Every dancer I know deals with this. Every freestyler, every choreographer, every teacher running a class. The tools that exist were not built for us. TikTok’s recording feature was designed for lip syncing and trends, not for studying your movement. Instagram is for performing, not for practicing. There was nothing that respected the process.
So I started building.
What it actually does
Cyphr solves the audio sync problem at the source. You connect your headphones, play your music, and record. The app automatically calibrates the Bluetooth delay and syncs your audio to the video in real time. When you are done, the session is clean and ready. No editing required.
Beyond recording, Cyphr is built around the practice itself. You can build playlists from your own music library, double tap to skip tracks mid session without stopping, and loop specific sections for drilling technique. It treats your footage as a personal archive for growth, not content to be consumed.
The bigger picture
People see Cyphr as a dance app. It is actually a filmmaking tool. A crew can meet up anywhere, put in their headphones, and create music driven content without disturbing anyone around them. No speakers blasting in public. No permits. No setup. Any location becomes a set.
I traveled through the Philippines and Thailand in 2025 with a camera and wished Cyphr existed then. The ability to just be somewhere, hear your music, and create without friction. That is the vision.
There is also a deeper layer forming. Cyphr Music will connect dancers directly to the producers who make the music they move to. Track sharing between users. Music discovery built into the recording experience. Not a streaming service. A direct relationship between the people who make music and the people who move to it.

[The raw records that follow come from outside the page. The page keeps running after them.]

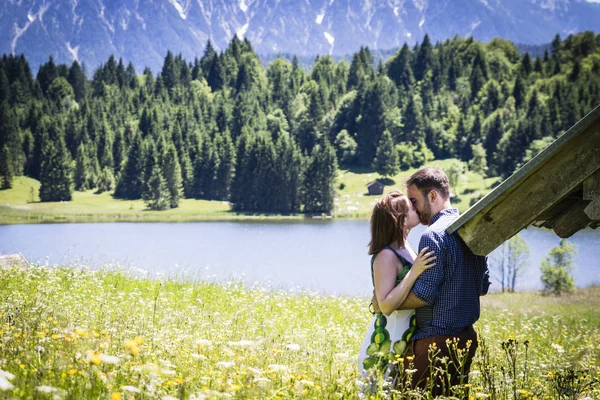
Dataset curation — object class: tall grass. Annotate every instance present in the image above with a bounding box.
[0,267,600,399]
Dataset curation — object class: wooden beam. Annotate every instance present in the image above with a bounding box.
[583,170,600,221]
[548,200,592,239]
[458,118,600,255]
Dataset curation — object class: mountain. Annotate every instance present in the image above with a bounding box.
[0,0,600,71]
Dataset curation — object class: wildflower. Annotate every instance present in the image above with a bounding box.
[125,340,140,357]
[254,377,271,385]
[267,364,289,372]
[0,371,15,392]
[552,343,565,354]
[286,343,300,351]
[196,339,212,349]
[121,386,142,393]
[35,385,66,396]
[227,340,256,347]
[99,354,121,365]
[217,361,235,368]
[248,367,262,376]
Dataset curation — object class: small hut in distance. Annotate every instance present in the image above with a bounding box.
[367,181,385,196]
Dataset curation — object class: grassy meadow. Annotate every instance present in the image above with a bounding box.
[0,160,497,224]
[0,267,600,400]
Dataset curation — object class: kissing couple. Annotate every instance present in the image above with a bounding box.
[359,168,490,396]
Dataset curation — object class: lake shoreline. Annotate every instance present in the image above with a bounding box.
[0,205,370,225]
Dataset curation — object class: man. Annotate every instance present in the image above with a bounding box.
[374,168,490,396]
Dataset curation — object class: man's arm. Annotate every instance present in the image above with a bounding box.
[398,232,447,310]
[398,290,428,310]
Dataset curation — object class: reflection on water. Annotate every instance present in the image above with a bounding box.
[0,221,600,296]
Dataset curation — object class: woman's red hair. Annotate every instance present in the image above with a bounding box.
[369,190,408,254]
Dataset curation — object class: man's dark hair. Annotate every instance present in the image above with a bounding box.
[406,168,450,200]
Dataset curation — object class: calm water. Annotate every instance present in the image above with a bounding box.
[0,221,600,296]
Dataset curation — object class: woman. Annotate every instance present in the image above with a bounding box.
[359,191,435,376]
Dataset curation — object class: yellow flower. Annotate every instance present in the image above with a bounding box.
[125,340,140,356]
[92,351,102,365]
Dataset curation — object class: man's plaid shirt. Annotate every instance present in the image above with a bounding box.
[412,208,490,340]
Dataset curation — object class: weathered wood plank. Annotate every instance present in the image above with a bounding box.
[458,118,600,255]
[548,200,592,239]
[583,170,600,221]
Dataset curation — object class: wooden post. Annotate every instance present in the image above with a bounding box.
[583,169,600,221]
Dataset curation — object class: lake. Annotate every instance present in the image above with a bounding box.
[0,221,600,296]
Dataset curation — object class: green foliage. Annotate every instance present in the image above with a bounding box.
[334,129,358,165]
[142,164,171,211]
[489,234,530,292]
[0,32,600,213]
[541,239,576,296]
[40,127,72,201]
[444,160,467,194]
[469,143,488,176]
[96,167,115,194]
[0,145,14,189]
[372,131,400,178]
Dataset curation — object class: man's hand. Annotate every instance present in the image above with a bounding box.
[371,289,381,314]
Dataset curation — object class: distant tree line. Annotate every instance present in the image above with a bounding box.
[0,32,600,213]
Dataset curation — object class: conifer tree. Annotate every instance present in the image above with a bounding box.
[0,145,14,189]
[114,133,144,200]
[73,144,89,192]
[143,164,170,211]
[372,130,400,178]
[163,145,182,208]
[304,141,337,213]
[96,167,115,194]
[40,127,72,201]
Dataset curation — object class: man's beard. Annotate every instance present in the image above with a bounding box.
[417,198,431,225]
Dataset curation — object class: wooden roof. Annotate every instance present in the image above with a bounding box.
[446,106,600,255]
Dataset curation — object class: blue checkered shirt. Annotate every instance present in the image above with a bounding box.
[412,208,490,340]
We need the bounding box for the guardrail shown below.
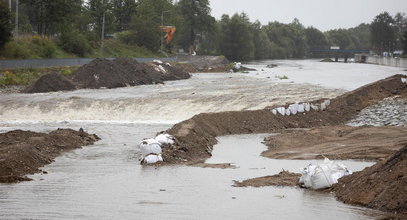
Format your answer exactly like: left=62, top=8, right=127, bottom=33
left=0, top=57, right=177, bottom=69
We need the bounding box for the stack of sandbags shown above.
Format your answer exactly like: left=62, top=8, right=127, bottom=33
left=139, top=134, right=175, bottom=164
left=300, top=158, right=352, bottom=189
left=271, top=100, right=331, bottom=116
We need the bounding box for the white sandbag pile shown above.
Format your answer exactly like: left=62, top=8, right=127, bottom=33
left=270, top=100, right=331, bottom=116
left=299, top=158, right=352, bottom=189
left=139, top=134, right=175, bottom=164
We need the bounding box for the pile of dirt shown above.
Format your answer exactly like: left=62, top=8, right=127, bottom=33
left=163, top=75, right=407, bottom=164
left=24, top=58, right=191, bottom=93
left=333, top=145, right=407, bottom=214
left=0, top=129, right=99, bottom=183
left=262, top=126, right=407, bottom=161
left=22, top=73, right=76, bottom=93
left=319, top=58, right=335, bottom=63
left=233, top=170, right=301, bottom=187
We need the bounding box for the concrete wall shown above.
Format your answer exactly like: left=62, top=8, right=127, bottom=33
left=366, top=56, right=407, bottom=68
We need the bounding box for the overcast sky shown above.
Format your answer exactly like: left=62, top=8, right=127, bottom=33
left=210, top=0, right=407, bottom=31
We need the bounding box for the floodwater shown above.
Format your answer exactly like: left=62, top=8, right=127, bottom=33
left=0, top=61, right=401, bottom=219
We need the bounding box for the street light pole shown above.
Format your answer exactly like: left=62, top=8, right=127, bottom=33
left=100, top=0, right=106, bottom=49
left=160, top=10, right=171, bottom=54
left=160, top=11, right=164, bottom=54
left=14, top=0, right=18, bottom=38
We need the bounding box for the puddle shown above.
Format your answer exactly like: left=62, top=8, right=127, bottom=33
left=0, top=123, right=384, bottom=219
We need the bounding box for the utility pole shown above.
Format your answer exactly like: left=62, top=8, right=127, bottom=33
left=101, top=0, right=106, bottom=49
left=160, top=10, right=171, bottom=54
left=14, top=0, right=18, bottom=38
left=160, top=11, right=164, bottom=54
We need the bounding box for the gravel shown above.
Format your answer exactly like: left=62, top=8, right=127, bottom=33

Built from inside the culture
I am not building this from the outside looking in. I am a breaker. I train at BTM with Nickel. I session with Hybrids. I deal with movement dysmorphia after 20 years of watching myself on video and still not seeing what others see. I know what it feels like when the music hits and your body just goes, and I know the frustration of watching that back on a phone with terrible audio.
Cyphr exists because I needed it. I built it because nobody else was going to. I am a solo founder, one person writing every line of code, designing every screen, testing every build. The infrastructure work is painful and unglamorous. But it serves the obsession. And the obsession is giving movement artists tools that actually respect their practice.
Technology that disappears so the human can appear.